Data

Convert text files to lower case in Python

When mining text it often helps to convert the entire text to lower case as part of your pre-processing stage. Here's an example of a Python script that does just that with a directory of files consisting of one or many text files:

import os
from itertools import chain
from glob import glob

directory = '/path/to/the/directory'

for filename in os.listdir(directory):
    if filename.endswith(".txt"):
        f = open(filename, 'r')
        text = f.read()
        
        lines = [text.lower() for line in filename]
        with open(filename, 'w') as out:
            out.writelines(lines)

Overriding SSL verification in Python Launcher

I was running into a frustrating issue when trying to download a bunch of nltk test corpora in Python Launcher: the launcher kept saying it could verify my SSL certificate, which meant that I was unable to download the materials I wanted. 

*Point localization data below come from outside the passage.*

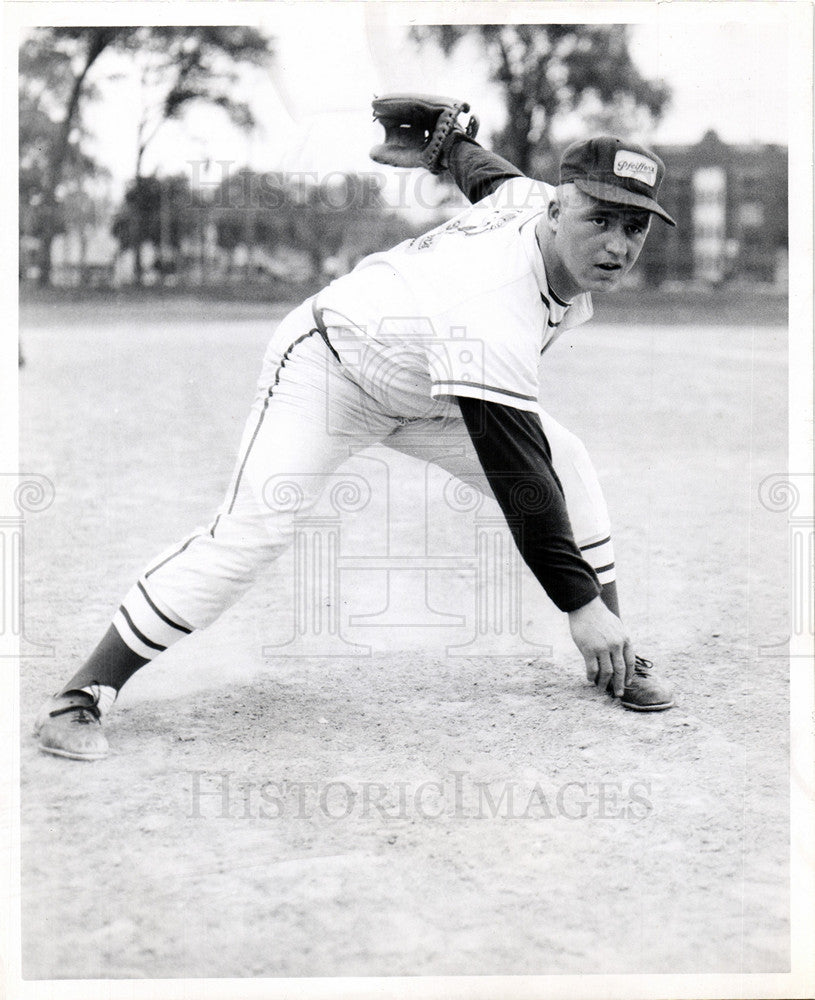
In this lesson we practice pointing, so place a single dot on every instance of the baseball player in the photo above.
(431, 348)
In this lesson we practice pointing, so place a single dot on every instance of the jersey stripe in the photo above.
(139, 635)
(594, 545)
(173, 554)
(490, 388)
(281, 365)
(160, 614)
(604, 569)
(558, 299)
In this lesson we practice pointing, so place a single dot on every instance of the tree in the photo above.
(54, 67)
(181, 66)
(197, 63)
(546, 71)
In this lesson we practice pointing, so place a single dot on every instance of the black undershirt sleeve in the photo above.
(476, 170)
(516, 459)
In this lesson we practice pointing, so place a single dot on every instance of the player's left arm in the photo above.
(476, 171)
(514, 453)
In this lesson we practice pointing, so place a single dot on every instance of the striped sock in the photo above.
(141, 629)
(599, 554)
(145, 625)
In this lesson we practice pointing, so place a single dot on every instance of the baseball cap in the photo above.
(611, 169)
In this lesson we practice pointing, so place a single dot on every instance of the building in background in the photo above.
(729, 201)
(730, 205)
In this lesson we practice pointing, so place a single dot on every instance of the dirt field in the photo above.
(391, 804)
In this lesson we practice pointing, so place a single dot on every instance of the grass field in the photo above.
(416, 809)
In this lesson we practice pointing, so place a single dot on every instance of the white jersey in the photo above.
(464, 310)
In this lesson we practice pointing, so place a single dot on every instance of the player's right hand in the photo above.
(604, 645)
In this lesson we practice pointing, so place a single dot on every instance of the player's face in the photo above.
(591, 245)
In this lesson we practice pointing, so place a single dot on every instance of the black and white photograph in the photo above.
(407, 500)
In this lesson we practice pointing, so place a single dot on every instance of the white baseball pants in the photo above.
(307, 419)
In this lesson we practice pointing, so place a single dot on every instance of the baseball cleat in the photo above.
(645, 693)
(69, 725)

It turns out that the way around this problem is as follows:

1. Create an unverified SSL context

>>> import ssl
>>> ssl._create_default_https_context = ssl._create_unverified_context

2. Then run the download

>>> import nltk
>>> nltk.download()

3. Download the packages in Launcher

 

 

Text Summarisation with Gensim

A quick rundown of summarising texts with Gensim in Python3. 

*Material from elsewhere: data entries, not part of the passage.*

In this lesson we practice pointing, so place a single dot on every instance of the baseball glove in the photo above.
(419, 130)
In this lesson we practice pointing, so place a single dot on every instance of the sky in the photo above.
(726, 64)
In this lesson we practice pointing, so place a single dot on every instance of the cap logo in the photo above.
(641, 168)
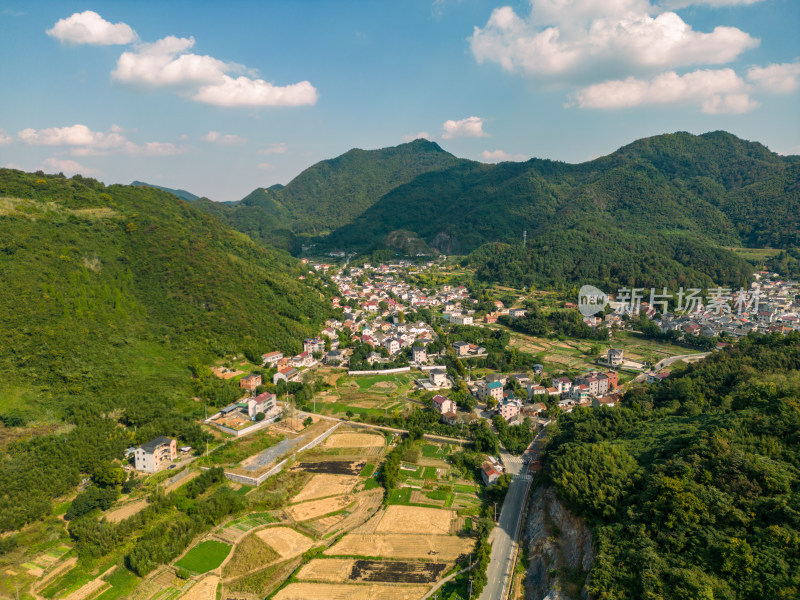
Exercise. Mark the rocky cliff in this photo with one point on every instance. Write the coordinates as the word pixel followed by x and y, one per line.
pixel 559 548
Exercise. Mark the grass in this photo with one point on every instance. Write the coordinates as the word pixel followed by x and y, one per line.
pixel 250 553
pixel 122 582
pixel 205 556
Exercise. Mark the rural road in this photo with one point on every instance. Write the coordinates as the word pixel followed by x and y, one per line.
pixel 504 535
pixel 668 361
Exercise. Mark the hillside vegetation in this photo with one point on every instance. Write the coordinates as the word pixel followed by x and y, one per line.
pixel 109 295
pixel 693 486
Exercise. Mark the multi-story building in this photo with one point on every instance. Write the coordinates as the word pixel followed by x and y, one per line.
pixel 155 455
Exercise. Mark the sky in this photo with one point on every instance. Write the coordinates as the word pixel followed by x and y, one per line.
pixel 221 98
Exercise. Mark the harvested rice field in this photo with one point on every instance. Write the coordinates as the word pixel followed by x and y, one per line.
pixel 285 541
pixel 402 546
pixel 342 591
pixel 318 508
pixel 354 440
pixel 415 519
pixel 323 485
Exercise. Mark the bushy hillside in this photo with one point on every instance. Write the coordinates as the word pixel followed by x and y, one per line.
pixel 693 487
pixel 109 295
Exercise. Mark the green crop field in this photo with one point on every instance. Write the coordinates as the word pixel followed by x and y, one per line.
pixel 205 556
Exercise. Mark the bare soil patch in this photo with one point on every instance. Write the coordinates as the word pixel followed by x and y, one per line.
pixel 318 508
pixel 322 485
pixel 354 440
pixel 285 541
pixel 205 589
pixel 341 591
pixel 396 571
pixel 415 519
pixel 123 512
pixel 445 548
pixel 332 467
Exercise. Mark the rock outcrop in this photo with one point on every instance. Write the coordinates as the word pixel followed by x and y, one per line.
pixel 559 550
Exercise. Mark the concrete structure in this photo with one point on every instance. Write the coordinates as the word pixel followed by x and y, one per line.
pixel 155 455
pixel 263 403
pixel 444 405
pixel 491 389
pixel 250 382
pixel 614 357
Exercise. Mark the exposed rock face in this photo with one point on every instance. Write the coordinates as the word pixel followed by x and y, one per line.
pixel 559 550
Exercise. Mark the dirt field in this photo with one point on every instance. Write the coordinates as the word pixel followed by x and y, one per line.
pixel 322 485
pixel 354 440
pixel 332 591
pixel 332 570
pixel 286 542
pixel 205 589
pixel 318 508
pixel 333 467
pixel 415 519
pixel 123 512
pixel 446 547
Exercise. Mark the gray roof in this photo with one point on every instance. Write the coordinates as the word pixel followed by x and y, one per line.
pixel 152 445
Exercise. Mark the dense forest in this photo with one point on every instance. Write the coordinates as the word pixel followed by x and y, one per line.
pixel 692 487
pixel 109 295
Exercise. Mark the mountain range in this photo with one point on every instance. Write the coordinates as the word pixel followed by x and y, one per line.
pixel 674 202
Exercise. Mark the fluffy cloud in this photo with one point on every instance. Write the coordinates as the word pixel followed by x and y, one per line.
pixel 278 148
pixel 716 91
pixel 469 127
pixel 500 156
pixel 167 63
pixel 712 3
pixel 563 38
pixel 244 91
pixel 90 28
pixel 424 135
pixel 68 167
pixel 84 142
pixel 228 139
pixel 783 78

Ensure the gensim module is installed. Here's the code to summarise a single text file:

from gensim.summarization import summarize 
import logging 

logging.basicConfig(format='%(asctime)s : %(levelname)s : %(message)s', level=logging.INFO) 

f = open("telegraph.txt","r") 
text = f.read() 
print(summarize(text)) 
print(summarize(text, word_count=100)) 
print(summarize(text, ratio=0.5))

Test output of Donoghue v Stevenson with the output summary constrained to 100 words (I personally think the summariser has done an excellent job - it's calculated that the final paragraph of Lord Atkin's speech provides the best summary of the judgment!!):

My Lords, if your Lordships accept the  view that this pleading discloses a relevant cause of action you will be affirming the proposition that by Scots and English law alike a manufacturer of products, which he sells in such a form as to show that he intends them to reach the ultimate consumer in the form in which they left him with no reasonable possibility of intermediate examination, and with the knowledge that the absence of reasonable care in the preparation or putting up of the products will result in an injury to the consumer's life or property, owes a duty to the consumer to take that reasonable care.

Postscript

I chained this summary into RAKE to run a quick keyword extraction over the summary. The RAKE parameters were as follows:

rake_object = rake.Rake("smartstoplist.txt", 5, 3, 4)

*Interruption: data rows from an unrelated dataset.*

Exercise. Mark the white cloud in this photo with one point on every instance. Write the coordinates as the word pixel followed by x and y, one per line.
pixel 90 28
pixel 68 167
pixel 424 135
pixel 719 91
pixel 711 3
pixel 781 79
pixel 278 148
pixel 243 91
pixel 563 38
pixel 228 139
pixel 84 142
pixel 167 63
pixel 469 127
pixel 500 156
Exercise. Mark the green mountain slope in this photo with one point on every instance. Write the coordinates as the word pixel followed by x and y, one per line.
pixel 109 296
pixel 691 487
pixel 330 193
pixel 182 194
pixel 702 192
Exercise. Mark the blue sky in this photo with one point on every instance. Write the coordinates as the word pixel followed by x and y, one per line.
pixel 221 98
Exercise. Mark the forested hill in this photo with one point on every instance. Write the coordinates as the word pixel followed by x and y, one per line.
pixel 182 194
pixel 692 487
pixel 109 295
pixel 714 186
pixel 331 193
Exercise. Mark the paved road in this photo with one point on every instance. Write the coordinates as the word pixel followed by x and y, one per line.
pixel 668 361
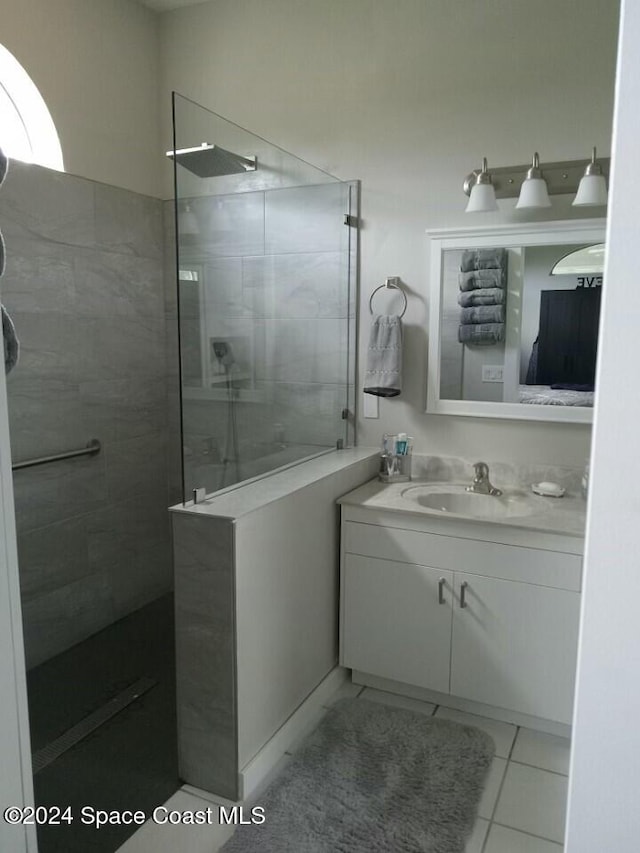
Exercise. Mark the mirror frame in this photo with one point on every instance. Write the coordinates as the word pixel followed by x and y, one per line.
pixel 549 233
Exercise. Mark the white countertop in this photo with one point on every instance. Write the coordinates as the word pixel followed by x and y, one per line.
pixel 564 515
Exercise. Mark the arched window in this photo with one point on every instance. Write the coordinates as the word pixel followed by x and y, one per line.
pixel 27 131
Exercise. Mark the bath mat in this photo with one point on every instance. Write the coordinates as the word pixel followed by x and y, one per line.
pixel 374 779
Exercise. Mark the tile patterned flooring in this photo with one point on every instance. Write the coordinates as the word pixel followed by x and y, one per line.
pixel 522 809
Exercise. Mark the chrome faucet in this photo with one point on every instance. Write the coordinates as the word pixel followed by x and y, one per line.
pixel 481 484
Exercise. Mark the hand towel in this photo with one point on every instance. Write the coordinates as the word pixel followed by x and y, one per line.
pixel 481 259
pixel 482 334
pixel 11 345
pixel 483 296
pixel 383 376
pixel 482 278
pixel 483 314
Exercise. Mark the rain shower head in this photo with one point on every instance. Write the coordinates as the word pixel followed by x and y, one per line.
pixel 211 161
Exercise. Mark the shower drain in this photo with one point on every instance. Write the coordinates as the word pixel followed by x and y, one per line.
pixel 48 754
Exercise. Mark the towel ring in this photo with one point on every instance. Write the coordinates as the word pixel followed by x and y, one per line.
pixel 389 286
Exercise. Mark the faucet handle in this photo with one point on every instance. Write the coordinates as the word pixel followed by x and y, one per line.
pixel 481 469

The output was a spot on extraction:

[('reasonable care', 4.0), ('consumer', 1.3333333333333333), ('products', 1.0)]

Newspaper on Python

Newspaper is an excellent Python module used for extracting and parsing newspaper articles. I took the module for a very quick test drive today and wanted to document my initial findings, primarily as an aide memoir.

Import Newspaper

Assuming Newspaper is installed as a Python module (in my case I'm using Newspaper3k on Python3), start off by importing the module:

import Newspaper

Set the target paper

In my test, I wanted to look at articles published in the Law section of the Guardian. The first step was to build the newspaper object, like so:

law = newspaper.build('https://www.theguardian.com/law')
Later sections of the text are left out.